Dive Brief:
- Obamacare's looming "Cadillac tax" on high-cost health plans threatens to hit 1 in 4 U.S. employers when it takes effect in 2018, and will impact 42% of all employers by 2028, according to new research from the Kaiser Family Foundation (KFF).
- KFF estimates suggest that a meaningful percentage of employers would need to make changes in their health benefits to avoid the the excise tax in 2018, and that this percentage grows significantly over time unless employers are able to keep heath plan cost increases at low levels.

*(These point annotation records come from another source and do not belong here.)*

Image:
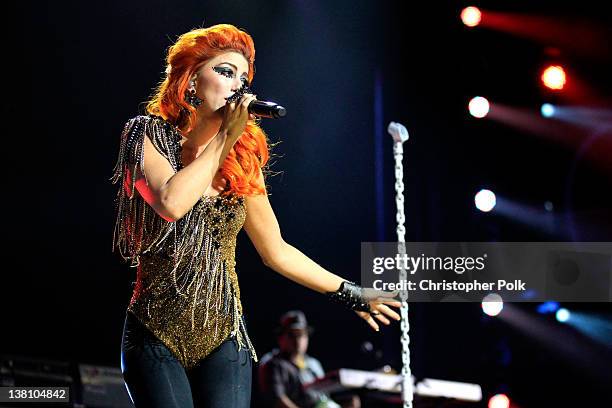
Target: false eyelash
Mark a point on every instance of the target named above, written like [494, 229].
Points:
[229, 73]
[234, 98]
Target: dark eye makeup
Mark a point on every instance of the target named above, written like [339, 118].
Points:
[230, 74]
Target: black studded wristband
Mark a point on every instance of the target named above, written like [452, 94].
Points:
[350, 295]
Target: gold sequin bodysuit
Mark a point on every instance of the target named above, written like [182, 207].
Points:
[186, 291]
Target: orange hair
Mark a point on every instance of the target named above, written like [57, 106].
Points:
[185, 56]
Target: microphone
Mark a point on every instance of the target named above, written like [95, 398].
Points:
[267, 109]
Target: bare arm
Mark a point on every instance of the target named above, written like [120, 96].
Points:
[262, 228]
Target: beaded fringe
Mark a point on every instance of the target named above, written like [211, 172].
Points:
[199, 275]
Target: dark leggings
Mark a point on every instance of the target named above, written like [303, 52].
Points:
[156, 379]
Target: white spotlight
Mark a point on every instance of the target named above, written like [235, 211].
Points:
[485, 200]
[479, 107]
[492, 304]
[563, 315]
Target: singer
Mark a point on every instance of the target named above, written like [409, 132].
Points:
[190, 175]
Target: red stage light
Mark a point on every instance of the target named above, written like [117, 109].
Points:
[499, 401]
[554, 77]
[471, 16]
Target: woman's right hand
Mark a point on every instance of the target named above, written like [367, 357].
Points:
[235, 117]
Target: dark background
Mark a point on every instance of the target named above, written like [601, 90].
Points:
[79, 70]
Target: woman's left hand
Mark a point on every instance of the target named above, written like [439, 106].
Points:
[381, 311]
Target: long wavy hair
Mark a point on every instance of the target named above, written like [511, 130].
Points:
[185, 56]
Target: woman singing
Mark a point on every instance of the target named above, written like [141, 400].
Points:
[190, 177]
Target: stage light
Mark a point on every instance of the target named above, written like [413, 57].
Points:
[471, 16]
[485, 200]
[492, 304]
[548, 307]
[499, 401]
[547, 110]
[479, 107]
[554, 77]
[562, 315]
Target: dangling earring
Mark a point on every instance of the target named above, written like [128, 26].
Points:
[192, 98]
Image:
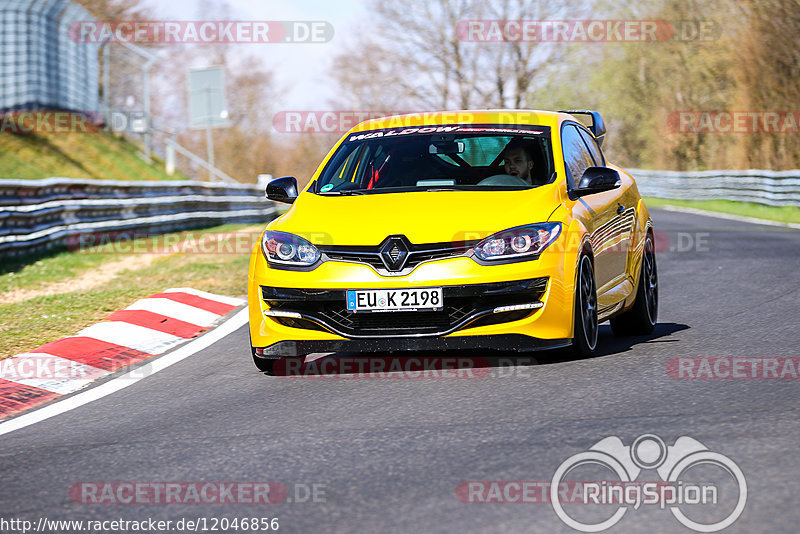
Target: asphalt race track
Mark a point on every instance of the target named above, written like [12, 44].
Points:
[388, 455]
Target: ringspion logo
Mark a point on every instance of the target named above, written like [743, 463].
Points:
[674, 465]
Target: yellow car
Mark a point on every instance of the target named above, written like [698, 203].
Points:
[498, 229]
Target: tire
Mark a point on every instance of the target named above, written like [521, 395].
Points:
[641, 319]
[584, 340]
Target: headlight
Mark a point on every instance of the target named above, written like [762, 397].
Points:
[287, 249]
[519, 242]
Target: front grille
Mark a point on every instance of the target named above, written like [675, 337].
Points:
[417, 254]
[464, 307]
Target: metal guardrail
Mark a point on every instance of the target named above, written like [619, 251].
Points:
[775, 188]
[37, 215]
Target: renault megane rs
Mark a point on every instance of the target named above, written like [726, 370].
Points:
[501, 229]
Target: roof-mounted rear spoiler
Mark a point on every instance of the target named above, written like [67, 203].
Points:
[597, 126]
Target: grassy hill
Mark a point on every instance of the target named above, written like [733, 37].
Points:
[99, 155]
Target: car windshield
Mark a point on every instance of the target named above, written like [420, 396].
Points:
[435, 158]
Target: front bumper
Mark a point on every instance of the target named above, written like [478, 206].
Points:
[515, 342]
[317, 320]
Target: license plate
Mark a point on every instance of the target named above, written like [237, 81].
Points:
[388, 300]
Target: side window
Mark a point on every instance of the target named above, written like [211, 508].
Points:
[599, 161]
[576, 156]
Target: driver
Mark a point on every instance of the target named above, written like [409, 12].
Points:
[518, 159]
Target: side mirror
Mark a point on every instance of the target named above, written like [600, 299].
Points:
[283, 189]
[596, 180]
[597, 126]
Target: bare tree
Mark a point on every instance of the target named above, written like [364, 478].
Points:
[416, 54]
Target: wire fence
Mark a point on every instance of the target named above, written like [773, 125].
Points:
[774, 188]
[39, 215]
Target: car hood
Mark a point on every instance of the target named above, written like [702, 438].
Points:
[423, 217]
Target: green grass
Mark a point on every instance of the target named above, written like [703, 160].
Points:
[785, 214]
[41, 319]
[100, 155]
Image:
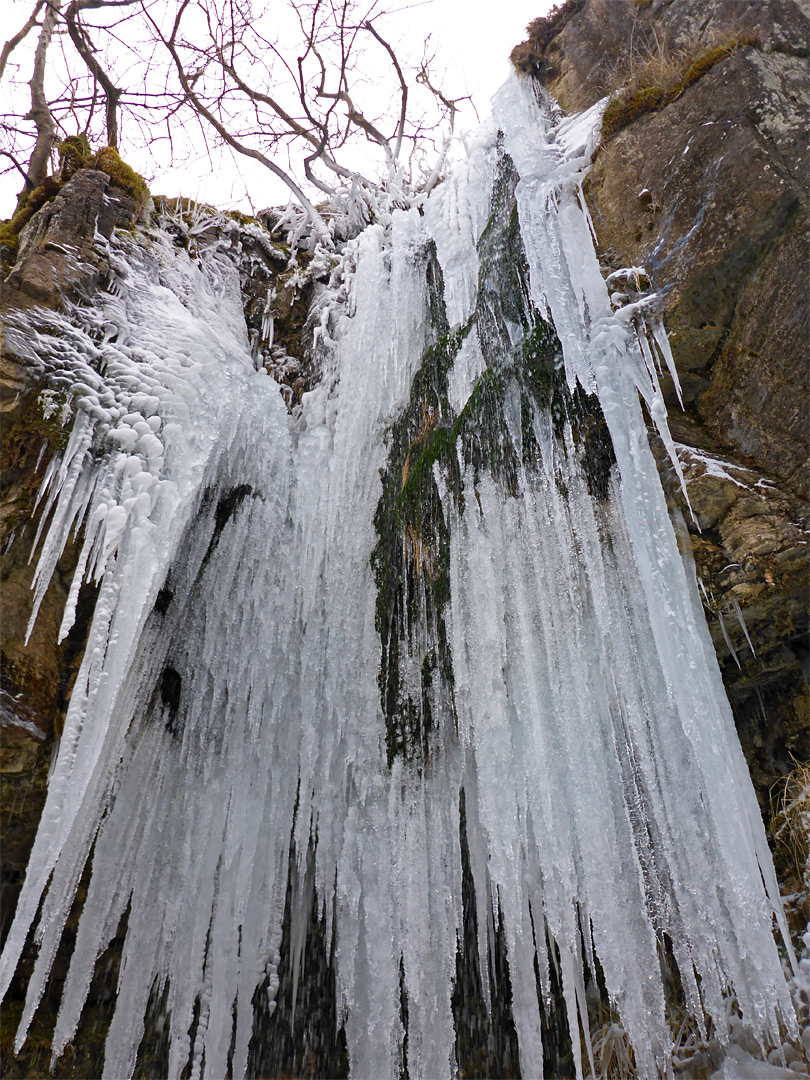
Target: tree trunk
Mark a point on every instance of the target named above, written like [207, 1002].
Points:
[40, 111]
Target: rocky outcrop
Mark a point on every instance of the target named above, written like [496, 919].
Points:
[704, 185]
[58, 260]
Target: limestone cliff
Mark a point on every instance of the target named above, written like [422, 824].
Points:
[702, 180]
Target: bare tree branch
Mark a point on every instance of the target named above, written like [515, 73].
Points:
[12, 43]
[403, 88]
[40, 112]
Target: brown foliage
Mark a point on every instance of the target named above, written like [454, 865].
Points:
[529, 56]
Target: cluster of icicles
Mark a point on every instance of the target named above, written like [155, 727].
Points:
[607, 800]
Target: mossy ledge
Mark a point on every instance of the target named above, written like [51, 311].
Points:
[642, 96]
[75, 153]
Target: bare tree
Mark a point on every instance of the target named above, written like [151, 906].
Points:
[40, 112]
[327, 106]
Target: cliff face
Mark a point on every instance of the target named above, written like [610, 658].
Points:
[706, 191]
[703, 183]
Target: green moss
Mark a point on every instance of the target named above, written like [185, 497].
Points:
[108, 161]
[522, 386]
[27, 206]
[75, 153]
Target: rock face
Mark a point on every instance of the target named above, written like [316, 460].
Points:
[57, 261]
[709, 194]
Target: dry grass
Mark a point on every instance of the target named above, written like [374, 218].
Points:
[661, 76]
[790, 827]
[529, 56]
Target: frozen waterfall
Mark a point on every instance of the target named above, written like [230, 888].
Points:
[446, 591]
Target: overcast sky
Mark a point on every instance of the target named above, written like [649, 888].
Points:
[472, 42]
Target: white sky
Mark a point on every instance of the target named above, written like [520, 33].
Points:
[472, 42]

- To the extent that health plan premiums continue to grow faster than inflation – a likely scenario – the share of employers affected by the Cadillac Tax will grow and eventually reach 100 percent, the KFF report says.
Dive Insight:
The potential complexity of the tax may cause employers to simplify their health benefit offerings, says KFF. For example, the potential complications associated with allocating the tax burden and managing reimbursements to insurers (and potentially other services providers) may encourage employers to simplify their benefit arrangements and reduce the number of options that employees have and the number of coverage providers involved, states the report.
Another outcome, the report says, is that the significant tax rate, which would likely be borne by the employer (either directly or through reimbursing tax paid by coverage providers), may cause employers to limit employee choice even among core health insurance offerings, including currently popular employee perks such as flexible spending accounts and health savings accounts.
KFF expects employers to make modifications to their health benefit plans over the next several years to avoid or delay hitting the threshold for the tax. While some will need to move more quickly than others, the tax will be an important contrast for a large share of employers within the next decade, the report says.